On the contrary, limited studies have shown negative effects of RBBB on the accuracy of stress MPI . In the largest study, 31 RBBB patients who had normal echography and coronary angiography underwent MPI using 201 thallium . In total, 24 patients had normal images and 7 patients demonstrated hypoperfusion in the inferolateral walls, including irreversible defects in 5 cases and reversible defects in 2 cases . They concluded that MPI results must be interpreted cautiously with RBBB patients . Although they did not perform a pharmacologic MPI for those patients with abnormal MPI, in order to compare the exercise and pharmacologic methods with these subgroups of patients, however, it did indicate that there was less accuracy with exercise MPI than with pharmacologic stress, when detecting CAD in RBBB patients.
However, pharmacologic stress testing may be applied to assess myocardial perfusion in RBBB patients, while functional studies using the gated mode, as in the above case, may help to obtain additional information to enable an accurate interpretation of the MPI of these patients.

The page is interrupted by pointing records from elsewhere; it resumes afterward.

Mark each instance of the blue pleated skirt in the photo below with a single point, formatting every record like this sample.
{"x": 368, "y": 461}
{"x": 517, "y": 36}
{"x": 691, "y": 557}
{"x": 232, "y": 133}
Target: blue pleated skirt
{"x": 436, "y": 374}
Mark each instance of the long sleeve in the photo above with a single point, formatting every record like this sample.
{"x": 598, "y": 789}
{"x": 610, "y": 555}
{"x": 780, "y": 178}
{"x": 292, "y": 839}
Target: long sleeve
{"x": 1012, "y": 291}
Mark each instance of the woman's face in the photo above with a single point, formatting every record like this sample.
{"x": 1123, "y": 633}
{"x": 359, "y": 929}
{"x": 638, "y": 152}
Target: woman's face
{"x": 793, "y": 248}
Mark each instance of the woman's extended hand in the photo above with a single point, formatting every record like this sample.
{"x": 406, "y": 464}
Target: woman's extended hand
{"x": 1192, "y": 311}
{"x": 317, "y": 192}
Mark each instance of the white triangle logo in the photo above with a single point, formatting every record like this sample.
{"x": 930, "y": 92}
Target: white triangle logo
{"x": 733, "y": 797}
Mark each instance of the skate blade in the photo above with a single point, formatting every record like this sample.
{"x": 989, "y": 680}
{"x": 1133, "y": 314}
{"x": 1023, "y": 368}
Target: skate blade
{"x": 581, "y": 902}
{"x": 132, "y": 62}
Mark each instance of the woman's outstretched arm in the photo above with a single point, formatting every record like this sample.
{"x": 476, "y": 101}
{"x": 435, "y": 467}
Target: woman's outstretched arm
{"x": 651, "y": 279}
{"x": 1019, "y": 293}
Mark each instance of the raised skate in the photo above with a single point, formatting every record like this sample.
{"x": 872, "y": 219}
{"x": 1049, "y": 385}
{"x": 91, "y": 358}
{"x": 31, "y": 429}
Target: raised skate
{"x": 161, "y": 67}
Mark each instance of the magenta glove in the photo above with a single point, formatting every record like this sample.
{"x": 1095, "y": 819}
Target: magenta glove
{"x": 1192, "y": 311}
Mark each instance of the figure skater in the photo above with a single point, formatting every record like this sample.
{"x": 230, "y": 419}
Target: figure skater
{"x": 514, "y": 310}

The presented case may demonstrate the false-positive perfusion defects on exercise 99m Tc-sestamibi cardiac SPECT images in patients with RBBB. The authors recommend using pharmacologic stress testing, accompanied with the gated mode, to ensure the accuracy of MPI as used in the detection of CAD in RBBB patients. However, before this information is utilized in routine practice, it needs to be confirmed in a large and well-designed study.
The author(s) declare that they have no conflict of interest.